Re: linux-next: Tree for Nov 7

From: Michal Hocko
Date: Mon Nov 13 2017 - 04:20:18 EST


[Cc arm and ppc maintainers]

Thanks a lot for testing!

On Sun 12-11-17 11:38:02, Joel Stanley wrote:
> On Fri, Nov 10, 2017 at 11:00 PM, Michal Hocko <mhocko@xxxxxxxxxx> wrote:
> > Hi Joel,
> >
> > On Wed 08-11-17 15:20:50, Michal Hocko wrote:
> > [...]
> >> > There are a lot of messages on the way up that look like this:
> >> >
> >> > [ 2.527460] Uhuuh, elf segement at 000d9000 requested but the
> >> > memory is mapped already
> >> > [ 2.540160] Uhuuh, elf segement at 000d9000 requested but the
> >> > memory is mapped already
> >> > [ 2.546153] Uhuuh, elf segement at 000d9000 requested but the
> >> > memory is mapped already
> >> >
> >> > And then trying to run userspace looks like this:
> >>
> >> Could you please run with debugging patch posted
> >> http://lkml.kernel.org/r/20171107102854.vylrtaodla63kc57@xxxxxxxxxxxxxx
> >
> > Did you have chance to test with this debugging patch, please?
>
> Lots of this:
>
> [ 1.177266] Uhuuh, elf segement at 000d9000 requested but the memory is mapped already, got 000dd000
> [ 1.177555] Clashing vma [dd000, de000] flags:100873 name:(null)

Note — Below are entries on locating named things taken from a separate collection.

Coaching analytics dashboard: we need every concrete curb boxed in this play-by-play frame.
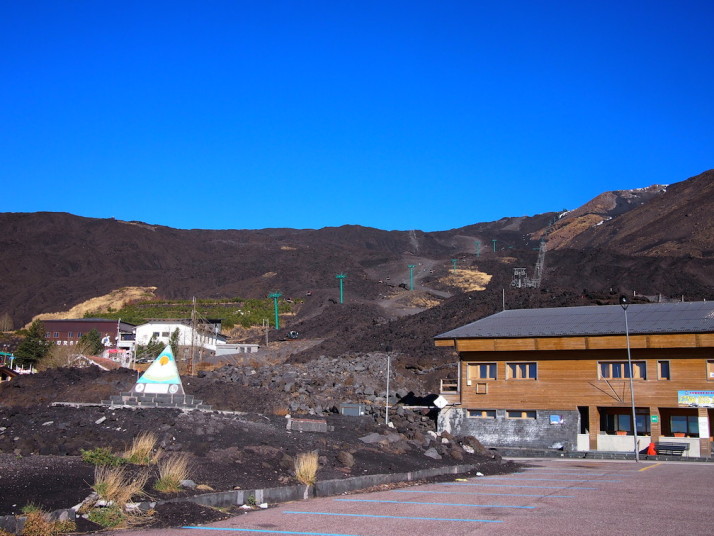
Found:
[491,447,714,463]
[152,464,479,507]
[0,464,480,534]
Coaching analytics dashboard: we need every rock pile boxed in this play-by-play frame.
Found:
[202,352,432,415]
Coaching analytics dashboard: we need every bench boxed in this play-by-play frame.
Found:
[655,441,689,456]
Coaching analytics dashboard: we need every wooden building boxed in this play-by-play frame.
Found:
[42,318,136,352]
[435,302,714,457]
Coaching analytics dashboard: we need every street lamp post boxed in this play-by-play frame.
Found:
[620,295,640,462]
[384,346,392,426]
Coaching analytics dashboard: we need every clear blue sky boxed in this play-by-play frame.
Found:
[0,0,714,231]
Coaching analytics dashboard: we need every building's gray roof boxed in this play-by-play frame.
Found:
[435,302,714,339]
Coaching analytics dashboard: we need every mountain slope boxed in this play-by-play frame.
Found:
[0,171,714,327]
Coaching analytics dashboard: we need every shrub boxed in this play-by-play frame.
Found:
[80,447,126,467]
[124,432,161,465]
[295,450,319,486]
[154,454,189,493]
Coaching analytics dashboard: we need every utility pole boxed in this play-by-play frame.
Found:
[407,264,416,290]
[335,274,347,303]
[186,296,196,376]
[268,292,282,329]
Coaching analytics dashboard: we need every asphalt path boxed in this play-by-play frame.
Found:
[105,459,714,536]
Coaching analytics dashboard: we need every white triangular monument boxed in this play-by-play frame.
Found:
[134,344,185,395]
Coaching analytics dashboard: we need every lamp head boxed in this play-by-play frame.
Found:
[620,294,630,310]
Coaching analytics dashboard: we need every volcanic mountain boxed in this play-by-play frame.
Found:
[0,170,714,368]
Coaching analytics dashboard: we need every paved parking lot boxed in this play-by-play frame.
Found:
[110,459,714,536]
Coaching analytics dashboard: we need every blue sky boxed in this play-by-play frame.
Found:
[0,0,714,231]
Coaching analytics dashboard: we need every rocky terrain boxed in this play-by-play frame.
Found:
[0,362,516,531]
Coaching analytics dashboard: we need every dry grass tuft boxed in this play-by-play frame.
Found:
[440,268,492,292]
[154,454,190,493]
[295,450,319,486]
[124,432,161,465]
[21,507,77,536]
[92,465,149,506]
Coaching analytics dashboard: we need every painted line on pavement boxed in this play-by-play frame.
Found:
[442,482,599,489]
[283,510,503,523]
[335,499,535,510]
[181,525,361,536]
[393,489,575,499]
[488,477,622,482]
[639,462,662,471]
[514,471,608,476]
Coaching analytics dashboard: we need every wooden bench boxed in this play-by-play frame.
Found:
[655,441,689,456]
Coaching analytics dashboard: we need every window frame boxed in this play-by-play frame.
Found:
[657,359,672,381]
[466,361,498,386]
[597,359,647,381]
[506,361,538,381]
[707,359,714,381]
[466,409,496,419]
[506,409,538,420]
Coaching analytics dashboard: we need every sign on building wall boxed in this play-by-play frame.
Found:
[677,391,714,408]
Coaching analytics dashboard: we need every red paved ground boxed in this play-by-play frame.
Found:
[105,459,714,536]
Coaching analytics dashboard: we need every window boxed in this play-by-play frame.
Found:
[657,361,672,380]
[669,415,699,437]
[506,363,538,380]
[598,361,647,380]
[466,409,496,419]
[600,408,651,436]
[506,409,536,419]
[707,360,714,380]
[466,363,496,385]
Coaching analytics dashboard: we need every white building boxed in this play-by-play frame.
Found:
[136,319,226,354]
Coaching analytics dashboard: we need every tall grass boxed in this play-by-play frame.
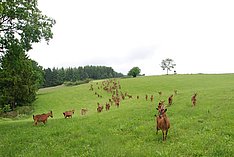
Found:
[0,74,234,157]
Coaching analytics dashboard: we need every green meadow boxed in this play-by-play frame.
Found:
[0,74,234,157]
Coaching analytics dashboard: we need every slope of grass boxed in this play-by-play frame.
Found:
[0,74,234,157]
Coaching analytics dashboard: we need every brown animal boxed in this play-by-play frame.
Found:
[155,109,170,141]
[156,100,165,112]
[33,111,53,125]
[80,108,88,115]
[191,93,197,106]
[150,95,154,102]
[63,110,75,118]
[106,103,110,111]
[97,105,103,112]
[168,94,173,105]
[158,91,162,96]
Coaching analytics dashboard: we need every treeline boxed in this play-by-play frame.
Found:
[42,66,123,87]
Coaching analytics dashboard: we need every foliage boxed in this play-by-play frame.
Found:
[161,58,176,75]
[0,74,234,157]
[0,45,43,109]
[0,0,55,109]
[43,66,123,87]
[128,67,141,77]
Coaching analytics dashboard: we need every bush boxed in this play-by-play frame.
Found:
[64,79,91,86]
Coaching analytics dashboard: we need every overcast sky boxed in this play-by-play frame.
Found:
[29,0,234,75]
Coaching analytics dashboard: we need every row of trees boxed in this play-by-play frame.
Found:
[43,66,123,87]
[0,0,55,110]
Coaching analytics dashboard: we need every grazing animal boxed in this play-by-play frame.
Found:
[97,105,103,112]
[150,95,154,102]
[168,94,173,105]
[156,100,165,112]
[155,109,170,141]
[158,91,162,96]
[80,108,88,115]
[63,110,75,118]
[33,111,53,125]
[191,93,197,106]
[106,103,110,111]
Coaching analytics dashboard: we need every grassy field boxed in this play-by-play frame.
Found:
[0,74,234,157]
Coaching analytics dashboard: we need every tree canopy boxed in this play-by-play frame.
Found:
[0,0,55,109]
[161,58,176,75]
[43,66,123,87]
[128,67,141,77]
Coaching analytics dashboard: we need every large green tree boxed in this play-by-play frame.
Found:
[161,58,176,75]
[0,0,55,108]
[128,67,141,77]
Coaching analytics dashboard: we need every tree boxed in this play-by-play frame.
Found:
[0,0,55,109]
[0,0,55,53]
[161,58,176,75]
[0,45,43,109]
[128,67,141,77]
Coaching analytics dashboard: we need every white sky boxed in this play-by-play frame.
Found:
[29,0,234,75]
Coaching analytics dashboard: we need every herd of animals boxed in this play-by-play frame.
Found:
[33,79,197,141]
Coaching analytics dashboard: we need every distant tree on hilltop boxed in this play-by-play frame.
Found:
[161,58,176,75]
[128,67,141,77]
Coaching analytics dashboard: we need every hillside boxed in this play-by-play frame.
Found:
[0,74,234,157]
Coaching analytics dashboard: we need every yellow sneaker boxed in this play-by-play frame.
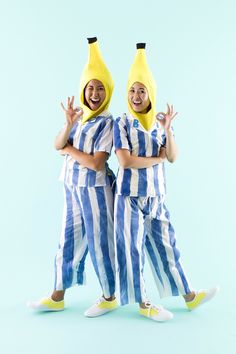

This smells like the problem I've expected that mmap with hint doesn't
respect the hint even though there is no clashing mapping. The above
basically says that we didn't map at 0xd9000 but it has placed it at
0xdd000. The nearest (clashing) vma is at 0xdd000 so this is our new
mapping. find_vma returns the closest vma (with addr < vm_end) for the
given address 0xd9000 so this address cannot be mapped by any other vma.

Now that I am looking at arm's arch_get_unmapped_area it does perform
aligning for shared vmas. We do not do that for MAP_FIXED. Powepc,
reported earlier [1] seems to suffer from the similar problem.
slice_get_unmapped_area alignes to slices, whatever that means.

I can see two possible ways around that. Either we explicitly request
non-aligned mappings via a special MAP_$FOO (e.g. MAP_FIXED_SAFE) or
simply opt out from the MAP_FIXED protection via ifdefs. The first
option sounds more generic to me but also more tricky to not introduce
other user visible effects. The later is quite straightforward. What do
you think about the following on top of the previous patch?

It is rather terse and disables the MAP_FIXED protection for arm
comletely because I couldn't find a way to make it conditional on
CACHEID_VIPT_ALIASING. But this can be always handled later. I find the
protection for other archtectures useful enough to have this working for
most architectures now and handle others specially.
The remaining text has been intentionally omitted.